Pemerintah menjelaskan alasan hingga kini tidak menerapkan pembatasan social berskala besar atau Lockdown ditengah meroketnya jumlah kasus COVID-19 dan desakan masyarakat untuk dilakukannya Lockdown. Mereka berkaca pada kebijakan PSBB yang diterapkan pada April 2020. Hal itu mengakibatkan kontraksi ekonomi yang luar biasa.
Maka Satgas COVID-19 lebih memilih melanjutkan kebijakan PPKM Mikro ketimbang menggantinya dengan kebijakan PSBB. Kalau saja tahun lalu pemerintah dan masyarakat bergotong royong mulai dari level komunitas sampai nasional, seharusnya pemerintah sudah bisa mengendalikan kasus tahun ini. Mereka juga belajar dari pengalaman yang lalu tentang PSBB yang mungkin bagus tetapi dalam satu wilayah akan mengalami pembatasan yang sangat amat ketat.
Tahun ini lonjakan COVID-19 di ibu kota kian hari makin mengkhawatirkan. Sejumlah rumah sakit sudah mulai penuh, tenaga kesehatanpun mulai kewalahan hadapi pasien yang setiap hari meminta tempat isolasi. Tempat pemakaman umum pun juga mulai penuh. Lalu bagaimana PEMPROV DKI Jakarta menghadapi ini dan seperti apa jurus jitu agar penularan COVID-19 bisa ditekan?

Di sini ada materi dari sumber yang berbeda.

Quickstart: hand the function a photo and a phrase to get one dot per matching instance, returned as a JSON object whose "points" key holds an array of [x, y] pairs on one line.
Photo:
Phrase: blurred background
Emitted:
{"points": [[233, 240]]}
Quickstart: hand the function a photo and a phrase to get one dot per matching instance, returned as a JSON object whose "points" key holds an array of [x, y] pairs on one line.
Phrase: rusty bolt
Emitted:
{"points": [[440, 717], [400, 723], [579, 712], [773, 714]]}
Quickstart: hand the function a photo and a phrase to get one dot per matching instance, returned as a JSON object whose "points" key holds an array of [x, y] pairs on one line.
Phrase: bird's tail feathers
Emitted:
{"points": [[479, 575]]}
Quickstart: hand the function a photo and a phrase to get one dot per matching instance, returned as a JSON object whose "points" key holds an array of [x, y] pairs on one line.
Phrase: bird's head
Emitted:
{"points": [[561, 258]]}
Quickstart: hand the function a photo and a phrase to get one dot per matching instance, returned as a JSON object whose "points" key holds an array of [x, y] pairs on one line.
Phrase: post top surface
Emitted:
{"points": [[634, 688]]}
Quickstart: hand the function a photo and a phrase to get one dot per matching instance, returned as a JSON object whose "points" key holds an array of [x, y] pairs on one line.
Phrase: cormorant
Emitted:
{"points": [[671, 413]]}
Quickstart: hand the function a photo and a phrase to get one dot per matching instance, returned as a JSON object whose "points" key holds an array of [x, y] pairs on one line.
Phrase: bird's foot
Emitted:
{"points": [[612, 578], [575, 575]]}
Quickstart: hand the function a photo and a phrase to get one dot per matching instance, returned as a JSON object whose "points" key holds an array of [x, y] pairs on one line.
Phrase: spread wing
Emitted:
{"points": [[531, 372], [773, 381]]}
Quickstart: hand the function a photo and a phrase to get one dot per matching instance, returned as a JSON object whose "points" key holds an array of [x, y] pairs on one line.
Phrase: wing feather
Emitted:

Seperti yang kita ketahui Bersama bahwa data penambahan penderita COVID-19 ini memang semakin tinggi, bahkan minggu ini saja penambahan mencapai lebih dari 5.000 kasus. Apakah ini karena test PCR yang tinggi atau justru memang penularannya yang semakin mengkhawatirkan? Dan apa itu test PCR? Ada tiga langkah kunci untuk tes PCR COVID-19, yaitu yang pertama pengumpulan sampel, yang kedua ekstraksi, dan yang ketiga PCR.
Jika kita memiliki gejala COVID-19 dan berada dalam jarak enam kaki dari seseorang selama 15 menit atau lebih yang dinyatakan positif COVID-19, kita harus diuji dan ditest untuk COVID-19. Sayangnya, beberapa situs pengujian tidak menawarkan pengujian dan test jika kita telah terpapar tetapi tidak memiliki gejala.
Tes PCR untuk COVID-19 adalah tes yang digunakan untuk mendiagnosis orang-orang yang saat ini terinfeksi SARS-CoV-2, yaitu virus corona penyebab COVID-19. Tes PCR adalah tes yang katanya “berstandar emas” untuk mendiagnosis COVID-19 karena merupakan tes yang paling akurat dan andal.
Tes reaksi berantai polimerase (PCR atau Polymerase Chain Reaction) dilakukan untuk mendeteksi materi genetik dari organisme tertentu, seperti virus. Test ini mendeteksi keberadaan virus jika kita terinfeksi pada saat tes. Tes ini juga dapat mendeteksi fragmen virus bahkan setelah kita tidak lagi terinfeksi.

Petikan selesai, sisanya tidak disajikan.